In the middle of a particularly luscious kiss, I pull away as if nothing significant is happening.

“I started camping on Alcatraz just after I turned twenty-two.”

“And you’re thirty-one.”

“Yes. Jerome and I met by mistake during my second year. Jerome twisted his ankle outside and decided to keep it elevated until morning. I’d been hiding in a second tier cell and assumed that he left the prison by some door I did not know about. I eventually fell asleep.”

He nods.

“The next morning, I woke up early. After listening for random noise and hearing none, I walked out of my room. I yawned big, groaned. Stretched out. I put my arms over the railing, looking around and waking up. A minute later, Jerome hobbled around the corner. He had heard noise where there should have been none. To say that we were both fairly surprised is an understatement.”

Perry chuckles.

“He limped to the front door to trap me inside, and then he called it in. Once I saw he couldn’t actually chase me, I quickly gathered my things but didn’t feel all that threatened. The first ferry brought three extra security guards and a boatload of tourists. Apparently, they didn’t let the first group inside for thirty minutes. Nobody knew I had spent the previous year creating ways in and out of the prison, rigging doors and whatnot. I would never spend the night inside Alcatraz with only one exit. I have four entrances and exits, including one very dangerous way that I prefer not to use.”
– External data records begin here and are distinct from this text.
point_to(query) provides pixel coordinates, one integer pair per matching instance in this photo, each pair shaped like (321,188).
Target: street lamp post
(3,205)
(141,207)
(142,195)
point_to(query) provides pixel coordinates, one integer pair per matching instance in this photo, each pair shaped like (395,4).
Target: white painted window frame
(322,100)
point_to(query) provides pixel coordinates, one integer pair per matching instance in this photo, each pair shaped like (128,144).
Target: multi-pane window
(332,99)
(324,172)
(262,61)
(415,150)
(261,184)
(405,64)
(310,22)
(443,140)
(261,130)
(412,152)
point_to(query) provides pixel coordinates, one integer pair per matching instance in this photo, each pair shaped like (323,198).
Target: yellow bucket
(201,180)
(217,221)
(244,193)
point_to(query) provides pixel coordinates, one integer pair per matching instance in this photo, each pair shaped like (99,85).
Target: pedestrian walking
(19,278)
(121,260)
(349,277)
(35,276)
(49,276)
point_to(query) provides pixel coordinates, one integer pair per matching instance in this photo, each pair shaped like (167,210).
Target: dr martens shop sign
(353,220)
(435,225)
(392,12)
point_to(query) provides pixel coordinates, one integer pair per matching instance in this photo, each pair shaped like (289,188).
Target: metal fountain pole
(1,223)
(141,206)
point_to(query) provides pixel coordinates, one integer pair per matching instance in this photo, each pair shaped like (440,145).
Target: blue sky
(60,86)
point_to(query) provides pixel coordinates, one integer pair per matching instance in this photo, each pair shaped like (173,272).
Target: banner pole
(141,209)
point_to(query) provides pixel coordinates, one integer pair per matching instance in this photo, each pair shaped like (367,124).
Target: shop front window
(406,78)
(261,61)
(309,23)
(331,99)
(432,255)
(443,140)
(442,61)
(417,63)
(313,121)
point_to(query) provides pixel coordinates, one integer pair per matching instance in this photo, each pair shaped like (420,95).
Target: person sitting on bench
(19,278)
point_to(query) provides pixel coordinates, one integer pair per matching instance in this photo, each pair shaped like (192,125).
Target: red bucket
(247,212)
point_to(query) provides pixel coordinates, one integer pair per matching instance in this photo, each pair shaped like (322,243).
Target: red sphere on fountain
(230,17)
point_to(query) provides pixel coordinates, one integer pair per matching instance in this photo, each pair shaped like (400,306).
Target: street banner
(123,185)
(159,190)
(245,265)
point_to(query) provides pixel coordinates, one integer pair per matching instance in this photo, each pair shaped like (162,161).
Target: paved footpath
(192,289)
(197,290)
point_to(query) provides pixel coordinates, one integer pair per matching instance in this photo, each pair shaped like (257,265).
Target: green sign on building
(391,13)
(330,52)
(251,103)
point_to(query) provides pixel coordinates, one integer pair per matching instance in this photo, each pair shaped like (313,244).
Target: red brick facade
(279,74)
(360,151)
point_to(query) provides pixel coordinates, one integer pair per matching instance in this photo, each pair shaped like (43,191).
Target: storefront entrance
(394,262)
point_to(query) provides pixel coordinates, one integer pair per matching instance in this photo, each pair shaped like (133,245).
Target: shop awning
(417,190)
“They’ve never been discovered?”

“I used to have five ways. Three years ago, an engineer on vacation noticed one of the exterior door’s hinges were slightly different from other exterior doors. He reported it. Of course, it didn’t take long for the staff to figure out that the door hinges had been deliberately refitted and scuffed to look aged. But the night guards revealed nothing when told to ‘keep an eye out’ because by then, we were buds.”
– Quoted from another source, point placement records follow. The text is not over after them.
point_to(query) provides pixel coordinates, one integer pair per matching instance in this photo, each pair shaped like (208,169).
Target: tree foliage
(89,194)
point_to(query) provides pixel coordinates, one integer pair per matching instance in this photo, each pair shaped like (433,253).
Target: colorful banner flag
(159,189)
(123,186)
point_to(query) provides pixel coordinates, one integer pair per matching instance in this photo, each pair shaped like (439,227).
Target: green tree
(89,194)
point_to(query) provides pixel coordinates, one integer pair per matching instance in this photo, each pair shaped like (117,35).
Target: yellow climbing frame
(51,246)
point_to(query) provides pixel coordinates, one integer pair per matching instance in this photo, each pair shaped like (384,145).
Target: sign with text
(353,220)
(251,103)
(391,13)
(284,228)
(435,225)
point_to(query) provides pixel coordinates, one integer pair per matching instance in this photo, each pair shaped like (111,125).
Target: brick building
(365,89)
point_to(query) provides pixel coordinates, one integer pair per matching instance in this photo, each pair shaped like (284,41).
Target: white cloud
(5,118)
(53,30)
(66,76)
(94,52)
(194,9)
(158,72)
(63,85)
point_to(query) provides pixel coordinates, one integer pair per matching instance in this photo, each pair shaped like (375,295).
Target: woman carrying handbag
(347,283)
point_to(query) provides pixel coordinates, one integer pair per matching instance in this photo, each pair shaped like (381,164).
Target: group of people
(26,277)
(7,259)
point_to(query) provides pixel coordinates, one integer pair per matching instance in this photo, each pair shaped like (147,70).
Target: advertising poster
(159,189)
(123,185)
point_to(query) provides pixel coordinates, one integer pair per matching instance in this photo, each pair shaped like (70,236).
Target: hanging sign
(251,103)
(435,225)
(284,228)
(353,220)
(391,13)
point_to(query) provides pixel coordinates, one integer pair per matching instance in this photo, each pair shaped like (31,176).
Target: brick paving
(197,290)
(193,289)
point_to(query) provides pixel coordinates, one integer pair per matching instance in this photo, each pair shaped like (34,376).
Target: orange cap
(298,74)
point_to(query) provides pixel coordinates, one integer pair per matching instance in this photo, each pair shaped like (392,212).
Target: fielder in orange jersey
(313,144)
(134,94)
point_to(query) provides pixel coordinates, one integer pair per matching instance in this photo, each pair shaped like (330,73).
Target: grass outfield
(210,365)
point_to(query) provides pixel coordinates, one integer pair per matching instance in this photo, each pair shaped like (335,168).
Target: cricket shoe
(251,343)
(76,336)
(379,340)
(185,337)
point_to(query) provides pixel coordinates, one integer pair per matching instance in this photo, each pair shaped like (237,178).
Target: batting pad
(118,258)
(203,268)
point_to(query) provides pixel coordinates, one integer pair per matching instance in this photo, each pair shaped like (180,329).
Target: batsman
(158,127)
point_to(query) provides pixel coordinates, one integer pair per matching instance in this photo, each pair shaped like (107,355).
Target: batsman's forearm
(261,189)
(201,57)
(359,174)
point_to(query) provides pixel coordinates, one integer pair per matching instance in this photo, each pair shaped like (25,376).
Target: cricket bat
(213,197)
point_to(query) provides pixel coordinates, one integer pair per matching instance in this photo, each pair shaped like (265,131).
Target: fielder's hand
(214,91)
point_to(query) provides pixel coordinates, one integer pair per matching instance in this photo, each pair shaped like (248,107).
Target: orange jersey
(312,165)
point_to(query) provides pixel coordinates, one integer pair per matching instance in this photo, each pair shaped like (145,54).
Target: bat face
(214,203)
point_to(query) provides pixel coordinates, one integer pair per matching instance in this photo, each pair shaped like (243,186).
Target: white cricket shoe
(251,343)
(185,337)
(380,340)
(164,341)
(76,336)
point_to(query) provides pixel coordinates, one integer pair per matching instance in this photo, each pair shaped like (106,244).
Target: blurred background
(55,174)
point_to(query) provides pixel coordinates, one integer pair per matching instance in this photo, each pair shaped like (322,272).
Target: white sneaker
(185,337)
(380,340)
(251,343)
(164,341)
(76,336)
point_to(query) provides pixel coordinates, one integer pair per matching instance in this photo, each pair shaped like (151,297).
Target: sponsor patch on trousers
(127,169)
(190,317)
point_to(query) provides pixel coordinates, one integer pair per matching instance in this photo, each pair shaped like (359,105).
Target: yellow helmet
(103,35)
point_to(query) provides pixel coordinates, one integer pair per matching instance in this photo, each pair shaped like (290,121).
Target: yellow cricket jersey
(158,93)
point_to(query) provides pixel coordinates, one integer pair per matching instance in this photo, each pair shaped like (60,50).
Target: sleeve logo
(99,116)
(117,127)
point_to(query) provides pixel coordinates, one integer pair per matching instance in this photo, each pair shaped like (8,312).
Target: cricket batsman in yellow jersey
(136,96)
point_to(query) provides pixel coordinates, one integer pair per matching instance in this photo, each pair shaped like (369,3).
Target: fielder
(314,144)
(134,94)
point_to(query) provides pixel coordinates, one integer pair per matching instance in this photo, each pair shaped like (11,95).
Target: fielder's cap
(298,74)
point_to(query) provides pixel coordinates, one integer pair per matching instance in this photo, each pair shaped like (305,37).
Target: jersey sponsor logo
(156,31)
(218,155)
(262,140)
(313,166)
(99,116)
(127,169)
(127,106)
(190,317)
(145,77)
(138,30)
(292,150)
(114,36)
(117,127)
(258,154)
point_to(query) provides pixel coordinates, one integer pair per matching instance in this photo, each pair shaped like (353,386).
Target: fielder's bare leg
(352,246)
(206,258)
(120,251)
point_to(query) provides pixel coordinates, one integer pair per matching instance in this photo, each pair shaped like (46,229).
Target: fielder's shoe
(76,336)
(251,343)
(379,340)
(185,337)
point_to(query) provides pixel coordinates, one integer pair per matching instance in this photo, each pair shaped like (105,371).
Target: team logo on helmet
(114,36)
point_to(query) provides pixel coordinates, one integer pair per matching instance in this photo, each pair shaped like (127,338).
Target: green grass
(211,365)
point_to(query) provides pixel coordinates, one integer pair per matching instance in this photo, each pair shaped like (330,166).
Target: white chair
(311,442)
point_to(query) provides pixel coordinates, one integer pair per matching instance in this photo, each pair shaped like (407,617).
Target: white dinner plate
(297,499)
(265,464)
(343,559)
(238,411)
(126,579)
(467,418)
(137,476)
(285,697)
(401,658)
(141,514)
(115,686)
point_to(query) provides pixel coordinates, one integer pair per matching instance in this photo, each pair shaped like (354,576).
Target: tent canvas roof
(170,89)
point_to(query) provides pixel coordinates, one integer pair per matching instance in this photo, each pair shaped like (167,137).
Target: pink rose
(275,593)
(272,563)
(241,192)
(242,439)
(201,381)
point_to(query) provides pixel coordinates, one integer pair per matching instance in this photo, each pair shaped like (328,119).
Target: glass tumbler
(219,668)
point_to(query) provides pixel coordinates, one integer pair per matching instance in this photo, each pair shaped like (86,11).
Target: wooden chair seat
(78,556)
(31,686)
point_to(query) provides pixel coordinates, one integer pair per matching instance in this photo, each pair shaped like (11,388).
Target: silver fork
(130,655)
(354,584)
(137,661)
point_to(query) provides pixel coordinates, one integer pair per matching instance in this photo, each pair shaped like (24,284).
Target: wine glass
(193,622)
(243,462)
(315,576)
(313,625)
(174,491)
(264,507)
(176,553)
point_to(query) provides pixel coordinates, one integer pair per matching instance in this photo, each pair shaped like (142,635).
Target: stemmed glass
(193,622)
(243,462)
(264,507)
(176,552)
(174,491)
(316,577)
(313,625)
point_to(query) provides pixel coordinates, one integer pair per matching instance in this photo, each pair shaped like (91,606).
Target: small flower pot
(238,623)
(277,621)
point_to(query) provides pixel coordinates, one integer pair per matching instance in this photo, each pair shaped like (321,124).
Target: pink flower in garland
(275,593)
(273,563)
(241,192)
“I take it nobody caught you when you were twenty-two?”

“No. For years, I wore an Alcatraz T-shirt the mornings after a sleepover. That particular morning, they searched the prison but could not find any suspicious guest. All day, they scanned tickets trying to find me. But everyone who reboarded the ferry owned the appropriate ticket. I left around noon.”

“What about your ticket?”

“I always buy tickets for several days in a row and keep them with me. Plus, when I left that morning, I held hands with this cool rebel chick from Indiana. I told her I needed cover, and she thought it would be fun. They were looking for a lone guy. Which reminds me.”